Au fur et à mesure que voguent Nemo et son équipage vers un funeste déroulement, nous remarquerons que subtilement, les tempi s'affaissent, les océans s'obscurcissent, les raies-guitares rasent le fond… pour aboutir en un fatal "The Mælstrom" qui, via les plus gutturaux râles bardés d'effets de Greg d'ESOTERIC, sonnera ainsi le glas à la plus fantastique aventure maritime en engloutissant le fabuleux submersible (**). Mention spéciale aux ultimes vociférations de Nemo à l'encontre des éléments déchaînés, saisissante épitaphe subitement avalée par de vindicatrices lames de fond. Un Nemo, incompris défenseur des opprimés, qui dans le contexte sociétal de notre époque, devrait plus que jamais avoir une certaine résonance.

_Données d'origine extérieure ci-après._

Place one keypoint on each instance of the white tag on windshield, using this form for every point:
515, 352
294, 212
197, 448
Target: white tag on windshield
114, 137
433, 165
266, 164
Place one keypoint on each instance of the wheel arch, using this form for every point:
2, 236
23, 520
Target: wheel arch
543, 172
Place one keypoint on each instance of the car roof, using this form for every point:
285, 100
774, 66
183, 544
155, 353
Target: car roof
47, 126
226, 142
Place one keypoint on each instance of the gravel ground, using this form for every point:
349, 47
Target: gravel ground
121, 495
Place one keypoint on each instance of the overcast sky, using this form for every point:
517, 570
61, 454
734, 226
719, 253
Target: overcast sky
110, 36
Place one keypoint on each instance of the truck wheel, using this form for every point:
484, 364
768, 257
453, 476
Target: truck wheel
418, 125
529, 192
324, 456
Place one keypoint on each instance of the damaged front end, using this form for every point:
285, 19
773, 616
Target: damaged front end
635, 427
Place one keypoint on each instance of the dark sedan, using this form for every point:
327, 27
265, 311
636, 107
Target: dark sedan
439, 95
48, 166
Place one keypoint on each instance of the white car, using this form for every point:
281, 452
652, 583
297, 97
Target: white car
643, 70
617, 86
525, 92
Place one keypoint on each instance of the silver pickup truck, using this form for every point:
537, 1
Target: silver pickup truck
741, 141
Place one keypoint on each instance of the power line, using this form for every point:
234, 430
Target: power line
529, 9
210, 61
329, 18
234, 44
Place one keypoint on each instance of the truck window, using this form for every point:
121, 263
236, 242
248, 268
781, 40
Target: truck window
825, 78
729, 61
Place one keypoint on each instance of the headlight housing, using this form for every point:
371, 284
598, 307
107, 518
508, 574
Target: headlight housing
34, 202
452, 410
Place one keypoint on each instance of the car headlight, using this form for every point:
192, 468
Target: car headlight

Décidément, les crasses fumeroles du précèdent disque semblent définitivement loin derrière AHAB. Et ce n'était pas gagné à l'entame de cette cargaison, tant celle-ci nécessita son lot d'écoutes pour s'en laisser espadonner les insondables mystères. Si bien qu'avec le recul - à la rare exception de "Prof. Arronax' Descent Into The Vast Oceans" d'où se dégage une persistante et désagréable impression de s'achever en queue de baleineau via un grossier fade-out - nous avons bien du mal à mettre la main sur ce qui nous déplaisait tant de prime abord. Peut-être la façon dont il a été composé - puisque débuté en plein confinement - laissait-elle entr'apercevoir quelques malheureuses transitions, mais une fois la bête domptée, c'est au contraire peut-être le disque le plus homogène des Allemands depuis leur première chasse de 2006, là où les autres disques s'appréhendent davantage sous forme de chansons distinctes, plutôt qu'en une trame globale.

Enfin, n'en déplaise à ses plus intransigeants détracteurs, la formule proposée ici remet plus que jamais en avant le terme de Nautik Funeral Doom qui au final n'était surtout valable que pour son album original (***). Avec ce Doom des tréfonds qui reprend ses droits tout en laissant une place de choix à quelques bouffées plus oxygénées d'un espoir tout relatif… Nous retrouvons cet AHAB qu'on aime, celui qui a le bulot qui lui colle au hublot.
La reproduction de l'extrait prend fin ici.